Unlike traditional paid subscriptions, cancelling your Libby account means you're removing yourself from your library's lending system entirely. Before you take that step, Stopee recommends understanding what cancellation actually means for your reading access and whether a simpler solution-like cancelling individual holds-might better serve your needs.
When you might want to cancel your libby account
You may want to cancel if you've moved to a different country or region where your library card no longer works, or if you no longer use digital reading and want to declutter your app library. Some readers cancel because they're frustrated with long hold queues and prefer to purchase books outright instead.
However, Stopee suggests pausing before you cancel entirely. Many frustrated Libby users simply need to cancel individual holds rather than abandon the whole service. That's a much easier process and keeps your free borrowing option open for future use.
The difference between cancelling a hold and cancelling your account
Cancelling a single hold removes your place in the queue for that title and releases your reservation. The hold disappears from your app immediately, and another library patron can borrow the book sooner. You keep your Libby account and can borrow other titles freely.
Cancelling your entire account, by contrast, disconnects your library card from the Libby system.
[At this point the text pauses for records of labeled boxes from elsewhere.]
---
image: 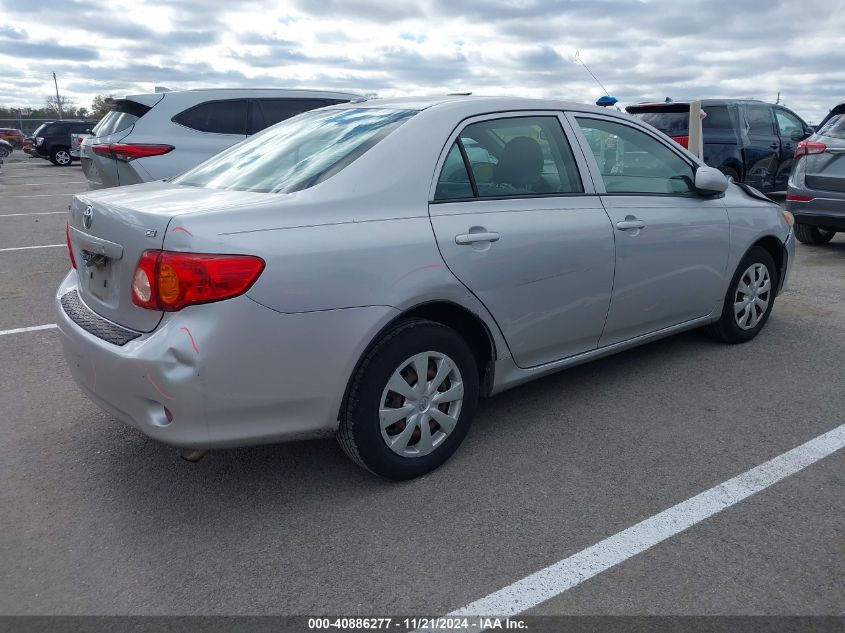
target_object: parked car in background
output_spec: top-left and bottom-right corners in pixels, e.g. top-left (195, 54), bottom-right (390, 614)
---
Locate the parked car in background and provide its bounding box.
top-left (55, 96), bottom-right (794, 479)
top-left (81, 89), bottom-right (361, 189)
top-left (786, 110), bottom-right (845, 244)
top-left (625, 99), bottom-right (813, 192)
top-left (29, 120), bottom-right (96, 167)
top-left (70, 132), bottom-right (91, 160)
top-left (0, 127), bottom-right (26, 149)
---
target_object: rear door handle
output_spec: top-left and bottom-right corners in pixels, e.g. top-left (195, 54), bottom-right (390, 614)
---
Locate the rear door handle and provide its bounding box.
top-left (616, 218), bottom-right (645, 231)
top-left (455, 231), bottom-right (501, 245)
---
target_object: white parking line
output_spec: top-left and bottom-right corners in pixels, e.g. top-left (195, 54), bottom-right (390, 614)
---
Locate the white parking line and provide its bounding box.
top-left (0, 244), bottom-right (67, 253)
top-left (0, 211), bottom-right (67, 218)
top-left (447, 424), bottom-right (845, 617)
top-left (0, 323), bottom-right (58, 336)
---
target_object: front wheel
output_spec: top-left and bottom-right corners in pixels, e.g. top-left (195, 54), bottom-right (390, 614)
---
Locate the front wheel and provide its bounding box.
top-left (337, 319), bottom-right (478, 480)
top-left (50, 147), bottom-right (73, 167)
top-left (707, 246), bottom-right (778, 343)
top-left (795, 222), bottom-right (836, 246)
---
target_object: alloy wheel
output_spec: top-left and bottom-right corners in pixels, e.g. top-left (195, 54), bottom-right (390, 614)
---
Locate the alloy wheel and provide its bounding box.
top-left (734, 263), bottom-right (772, 330)
top-left (379, 351), bottom-right (464, 457)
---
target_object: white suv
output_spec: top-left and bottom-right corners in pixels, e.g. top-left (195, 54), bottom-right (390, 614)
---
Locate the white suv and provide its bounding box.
top-left (80, 89), bottom-right (362, 189)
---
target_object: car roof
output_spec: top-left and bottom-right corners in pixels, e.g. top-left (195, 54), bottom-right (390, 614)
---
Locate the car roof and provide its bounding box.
top-left (124, 88), bottom-right (363, 100)
top-left (331, 95), bottom-right (628, 118)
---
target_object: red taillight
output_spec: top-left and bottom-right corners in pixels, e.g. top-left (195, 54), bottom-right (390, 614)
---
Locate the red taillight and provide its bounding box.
top-left (793, 140), bottom-right (827, 158)
top-left (672, 136), bottom-right (689, 149)
top-left (65, 223), bottom-right (76, 268)
top-left (91, 143), bottom-right (174, 163)
top-left (132, 251), bottom-right (264, 312)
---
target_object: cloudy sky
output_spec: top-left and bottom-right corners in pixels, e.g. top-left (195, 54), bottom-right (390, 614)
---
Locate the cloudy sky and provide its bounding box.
top-left (0, 0), bottom-right (845, 122)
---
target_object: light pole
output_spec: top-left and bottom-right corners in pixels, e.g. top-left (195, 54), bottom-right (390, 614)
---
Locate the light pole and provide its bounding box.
top-left (53, 73), bottom-right (62, 121)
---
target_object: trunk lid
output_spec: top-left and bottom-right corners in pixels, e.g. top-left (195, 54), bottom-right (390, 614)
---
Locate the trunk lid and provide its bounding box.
top-left (68, 182), bottom-right (285, 332)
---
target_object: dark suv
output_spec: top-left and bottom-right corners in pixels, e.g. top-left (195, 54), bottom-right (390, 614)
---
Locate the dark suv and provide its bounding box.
top-left (625, 99), bottom-right (813, 191)
top-left (29, 120), bottom-right (97, 167)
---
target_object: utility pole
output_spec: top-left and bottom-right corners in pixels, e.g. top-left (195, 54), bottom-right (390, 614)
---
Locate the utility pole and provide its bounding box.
top-left (53, 73), bottom-right (62, 121)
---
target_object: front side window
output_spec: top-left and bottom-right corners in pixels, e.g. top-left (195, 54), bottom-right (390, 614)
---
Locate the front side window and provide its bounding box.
top-left (435, 116), bottom-right (584, 200)
top-left (775, 108), bottom-right (804, 139)
top-left (576, 117), bottom-right (695, 195)
top-left (173, 99), bottom-right (247, 134)
top-left (173, 108), bottom-right (416, 193)
top-left (745, 105), bottom-right (775, 136)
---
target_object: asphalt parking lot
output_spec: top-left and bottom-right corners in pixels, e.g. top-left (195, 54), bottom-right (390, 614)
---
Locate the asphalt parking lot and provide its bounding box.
top-left (0, 153), bottom-right (845, 615)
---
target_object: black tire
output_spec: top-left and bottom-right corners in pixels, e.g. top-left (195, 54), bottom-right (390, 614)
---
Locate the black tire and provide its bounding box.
top-left (795, 222), bottom-right (836, 246)
top-left (337, 319), bottom-right (478, 480)
top-left (50, 147), bottom-right (73, 167)
top-left (706, 246), bottom-right (778, 343)
top-left (721, 167), bottom-right (740, 182)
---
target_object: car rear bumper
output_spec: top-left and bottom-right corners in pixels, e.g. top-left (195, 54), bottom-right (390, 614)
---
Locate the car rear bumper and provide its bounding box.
top-left (786, 195), bottom-right (845, 231)
top-left (56, 270), bottom-right (395, 448)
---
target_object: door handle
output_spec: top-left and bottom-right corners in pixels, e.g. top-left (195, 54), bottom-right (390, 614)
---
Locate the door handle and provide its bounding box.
top-left (455, 231), bottom-right (501, 245)
top-left (616, 216), bottom-right (645, 231)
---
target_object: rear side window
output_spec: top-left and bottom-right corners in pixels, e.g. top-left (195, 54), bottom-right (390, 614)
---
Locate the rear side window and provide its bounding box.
top-left (435, 116), bottom-right (584, 200)
top-left (91, 99), bottom-right (150, 136)
top-left (247, 99), bottom-right (336, 134)
top-left (172, 99), bottom-right (247, 134)
top-left (576, 117), bottom-right (695, 195)
top-left (434, 141), bottom-right (474, 200)
top-left (818, 114), bottom-right (845, 138)
top-left (701, 106), bottom-right (733, 130)
top-left (637, 111), bottom-right (689, 136)
top-left (745, 105), bottom-right (775, 135)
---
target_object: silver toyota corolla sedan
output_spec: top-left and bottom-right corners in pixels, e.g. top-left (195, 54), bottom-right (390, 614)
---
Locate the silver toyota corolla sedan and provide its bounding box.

You lose access to all future borrows and will need to re-register your library card with Libby if you ever want to use the service again.
How to cancel individual holds on libby
If you're tired of waiting for a particular title, cancelling the hold is quick and takes effect immediately in the lending system.
Steps to cancel a single hold
- Open the Libby app on your phone or device.
- Navigate to your "Holds" section or list.
- Find the title you want to cancel the hold for.
- Tap the title or the three-dot menu icon next to it.
- Select "Remove hold" or "Cancel hold" (wording varies by device).
- Confirm the cancellation when prompted.
- The hold is now removed from your queue.
- You'll no longer receive a notification when the title becomes available.
- Another library patron moves up in the queue.
Pro tip: before you cancel a hold, check how far down the queue you are. If the estimated wait is only a few days and the title shows "Short wait" status, you might receive access before your cancellation processes. Most cancellations take effect immediately, but system notifications can arrive within a short window after you tap remove.
Suspending a hold instead of cancelling
Some libraries allow you to temporarily suspend a hold rather than cancel it outright. Suspending keeps your place in the queue but pauses your position for a set period-typically 30 to 90 days. When the suspension expires, you move back into active queue position.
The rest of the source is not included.